Se entendemos o significado da expressão Deus sive natura (Deus ou Natureza), de Spinoza, em termos modernos, e afirmamos que “tudo é Deus”, o paralelo que diz respeito a Fernando Pessoa é que tudo é Pessoa, e Pessoa é tudo. Porque é. Se levarmos esse “tudo” com a seriedade que merece, não nos resta mais do que admitir que se trata de uma grande variedade – de heterônimos, de personagens, de estilos, línguas, atitudes, influências, motivações, motivos, contextos, bem como de qualidades. Nessa matéria viva, qualquer leitor, e mais ainda se for um tradutor de Pessoa, reconhece que tudo muda, que nada é como parecia, nem como era, nem como será. Portanto, ao somar 30 anos – o mesmo número de anos que Fernando Pessoa passou em Lisboa, entre seu retorno e sua morte –, o próprio Pessoa mudou.

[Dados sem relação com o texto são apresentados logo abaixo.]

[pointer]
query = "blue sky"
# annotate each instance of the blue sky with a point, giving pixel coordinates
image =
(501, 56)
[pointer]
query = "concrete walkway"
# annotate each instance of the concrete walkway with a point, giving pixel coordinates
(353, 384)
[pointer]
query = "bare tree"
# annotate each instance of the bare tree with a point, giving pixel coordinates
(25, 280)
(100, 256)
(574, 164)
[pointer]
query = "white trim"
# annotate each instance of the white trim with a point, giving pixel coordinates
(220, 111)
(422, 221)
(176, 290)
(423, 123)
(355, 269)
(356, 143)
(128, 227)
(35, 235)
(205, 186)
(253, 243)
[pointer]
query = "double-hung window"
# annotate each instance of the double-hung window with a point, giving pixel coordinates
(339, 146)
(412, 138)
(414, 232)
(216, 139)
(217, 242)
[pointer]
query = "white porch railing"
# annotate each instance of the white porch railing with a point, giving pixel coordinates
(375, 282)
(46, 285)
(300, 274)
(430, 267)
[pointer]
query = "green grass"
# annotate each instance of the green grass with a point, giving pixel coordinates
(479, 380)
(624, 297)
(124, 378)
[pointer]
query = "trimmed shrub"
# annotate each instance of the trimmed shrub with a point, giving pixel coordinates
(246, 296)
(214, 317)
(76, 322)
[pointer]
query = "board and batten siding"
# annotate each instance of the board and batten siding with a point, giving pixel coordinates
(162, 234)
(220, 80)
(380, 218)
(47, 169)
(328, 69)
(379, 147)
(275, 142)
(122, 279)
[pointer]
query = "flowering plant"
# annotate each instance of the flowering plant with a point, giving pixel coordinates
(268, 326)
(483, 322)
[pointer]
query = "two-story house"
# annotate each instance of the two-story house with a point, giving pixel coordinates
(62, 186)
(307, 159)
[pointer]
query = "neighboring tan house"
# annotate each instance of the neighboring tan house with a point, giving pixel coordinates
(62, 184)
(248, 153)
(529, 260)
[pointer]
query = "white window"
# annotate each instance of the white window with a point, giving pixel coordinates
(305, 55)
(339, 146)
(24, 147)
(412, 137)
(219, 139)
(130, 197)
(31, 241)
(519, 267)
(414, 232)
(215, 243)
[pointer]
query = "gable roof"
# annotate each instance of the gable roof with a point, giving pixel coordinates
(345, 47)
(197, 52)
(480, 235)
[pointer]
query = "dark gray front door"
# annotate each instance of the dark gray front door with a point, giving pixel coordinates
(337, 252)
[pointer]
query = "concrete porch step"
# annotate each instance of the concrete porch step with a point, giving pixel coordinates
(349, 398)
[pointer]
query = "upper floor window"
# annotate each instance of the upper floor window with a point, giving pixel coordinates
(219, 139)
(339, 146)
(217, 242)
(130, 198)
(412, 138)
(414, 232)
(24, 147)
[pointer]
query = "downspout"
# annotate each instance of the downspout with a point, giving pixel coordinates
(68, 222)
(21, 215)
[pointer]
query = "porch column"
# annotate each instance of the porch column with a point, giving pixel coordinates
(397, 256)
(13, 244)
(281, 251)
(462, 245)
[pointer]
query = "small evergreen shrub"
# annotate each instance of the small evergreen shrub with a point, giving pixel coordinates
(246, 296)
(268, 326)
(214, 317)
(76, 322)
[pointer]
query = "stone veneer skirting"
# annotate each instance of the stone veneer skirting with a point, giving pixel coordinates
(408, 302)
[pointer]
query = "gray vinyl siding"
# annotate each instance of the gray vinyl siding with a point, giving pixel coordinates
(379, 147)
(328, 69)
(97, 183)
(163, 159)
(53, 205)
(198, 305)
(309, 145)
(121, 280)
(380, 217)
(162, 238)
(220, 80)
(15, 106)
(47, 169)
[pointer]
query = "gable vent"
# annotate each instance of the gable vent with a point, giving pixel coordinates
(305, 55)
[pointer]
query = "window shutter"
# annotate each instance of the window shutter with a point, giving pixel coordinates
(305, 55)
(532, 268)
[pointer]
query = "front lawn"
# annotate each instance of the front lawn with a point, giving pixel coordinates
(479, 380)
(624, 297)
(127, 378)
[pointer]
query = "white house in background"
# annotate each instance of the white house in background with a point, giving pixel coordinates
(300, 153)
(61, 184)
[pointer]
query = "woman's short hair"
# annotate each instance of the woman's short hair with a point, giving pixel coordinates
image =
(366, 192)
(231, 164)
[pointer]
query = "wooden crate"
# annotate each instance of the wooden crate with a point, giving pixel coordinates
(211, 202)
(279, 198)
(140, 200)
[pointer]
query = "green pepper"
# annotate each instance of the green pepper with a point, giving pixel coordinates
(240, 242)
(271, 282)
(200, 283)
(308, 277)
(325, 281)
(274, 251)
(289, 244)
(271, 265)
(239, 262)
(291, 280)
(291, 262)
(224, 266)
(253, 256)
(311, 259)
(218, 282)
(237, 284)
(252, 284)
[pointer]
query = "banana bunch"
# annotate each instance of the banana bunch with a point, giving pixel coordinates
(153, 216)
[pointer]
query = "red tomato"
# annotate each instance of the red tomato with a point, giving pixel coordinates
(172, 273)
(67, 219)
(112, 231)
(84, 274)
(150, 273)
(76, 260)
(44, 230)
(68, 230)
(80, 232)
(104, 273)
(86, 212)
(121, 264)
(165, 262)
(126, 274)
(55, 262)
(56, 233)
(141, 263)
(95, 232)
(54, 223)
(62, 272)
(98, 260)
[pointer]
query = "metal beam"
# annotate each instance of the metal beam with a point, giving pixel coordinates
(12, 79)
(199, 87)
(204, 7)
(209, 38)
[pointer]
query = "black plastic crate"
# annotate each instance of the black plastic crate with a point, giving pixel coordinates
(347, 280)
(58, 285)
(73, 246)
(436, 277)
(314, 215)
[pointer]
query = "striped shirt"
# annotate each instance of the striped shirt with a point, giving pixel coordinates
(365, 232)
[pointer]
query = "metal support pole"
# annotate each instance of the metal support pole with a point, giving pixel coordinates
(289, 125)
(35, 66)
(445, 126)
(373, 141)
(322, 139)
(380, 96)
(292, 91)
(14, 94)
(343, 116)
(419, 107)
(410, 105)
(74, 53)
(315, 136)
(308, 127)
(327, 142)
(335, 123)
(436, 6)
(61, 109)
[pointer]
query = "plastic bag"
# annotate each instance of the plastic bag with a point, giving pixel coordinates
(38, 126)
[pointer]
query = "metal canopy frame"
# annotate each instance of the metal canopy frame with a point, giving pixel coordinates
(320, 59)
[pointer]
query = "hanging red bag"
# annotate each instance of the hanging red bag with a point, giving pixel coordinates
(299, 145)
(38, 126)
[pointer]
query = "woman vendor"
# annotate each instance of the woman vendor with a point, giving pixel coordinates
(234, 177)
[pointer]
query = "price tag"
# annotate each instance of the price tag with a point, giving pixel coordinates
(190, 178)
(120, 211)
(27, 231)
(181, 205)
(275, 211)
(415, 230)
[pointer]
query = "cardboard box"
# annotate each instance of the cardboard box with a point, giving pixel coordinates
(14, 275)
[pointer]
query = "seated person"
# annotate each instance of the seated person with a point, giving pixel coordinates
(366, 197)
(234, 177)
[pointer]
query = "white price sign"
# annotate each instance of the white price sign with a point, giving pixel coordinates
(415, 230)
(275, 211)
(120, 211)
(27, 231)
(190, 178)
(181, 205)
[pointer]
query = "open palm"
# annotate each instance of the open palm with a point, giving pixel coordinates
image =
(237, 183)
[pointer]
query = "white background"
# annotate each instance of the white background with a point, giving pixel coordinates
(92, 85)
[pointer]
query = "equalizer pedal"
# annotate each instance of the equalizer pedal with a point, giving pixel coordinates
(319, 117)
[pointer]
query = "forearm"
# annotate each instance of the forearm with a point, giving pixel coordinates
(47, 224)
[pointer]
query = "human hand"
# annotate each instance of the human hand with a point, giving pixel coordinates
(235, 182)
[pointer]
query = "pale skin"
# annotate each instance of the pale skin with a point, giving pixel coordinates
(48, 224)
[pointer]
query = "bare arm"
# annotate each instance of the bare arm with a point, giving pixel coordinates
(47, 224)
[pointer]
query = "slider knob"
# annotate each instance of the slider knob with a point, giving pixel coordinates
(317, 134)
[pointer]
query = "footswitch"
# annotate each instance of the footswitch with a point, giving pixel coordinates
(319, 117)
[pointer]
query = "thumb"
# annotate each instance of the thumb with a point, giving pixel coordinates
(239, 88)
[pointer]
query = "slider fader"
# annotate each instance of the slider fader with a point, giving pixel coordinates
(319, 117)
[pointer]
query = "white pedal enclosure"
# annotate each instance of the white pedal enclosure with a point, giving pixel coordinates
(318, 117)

Atualmente, estou imerso na tradução das suas cartas de amor a Ofélia Queiroz. Oscilo entre o texto e o contexto, esforçando-me por traduzir as cartas como se fossem a única coisa que Pessoa escreveu, como se ele não tivesse sido nada mais do que aquele indivíduo patético, assustado, cheio de humor, inteligente, infantil, arrogante e miserável, ao mesmo tempo, que nunca deixa de ser um homem que persegue o amor de uma mulher. Assim, creio eu, ele merece ser traduzido. É um direito conquistado, nestes 30 anos em que compartilhamos nossas vidas.

Seu grande Desassossego continua vendendo muito bem em hebraico, e não por ser a língua de uma cultura e uma realidade gravemente carentes de sossego. A editora continua ativa, provavelmente carregada de outras sacolas com outros livros. Por outro lado, mais de uma vez, me vem à mente que, agora, precisamente agora, melhor do que nunca, com todo o peso que já carregamos, é, seria, poderia ser o momento perfeito para traduzir o Livro do Desassossego. Já podemos, Fernando, já podemos, longe da agitação e da confusão, dando as costas àquela maldita estátua.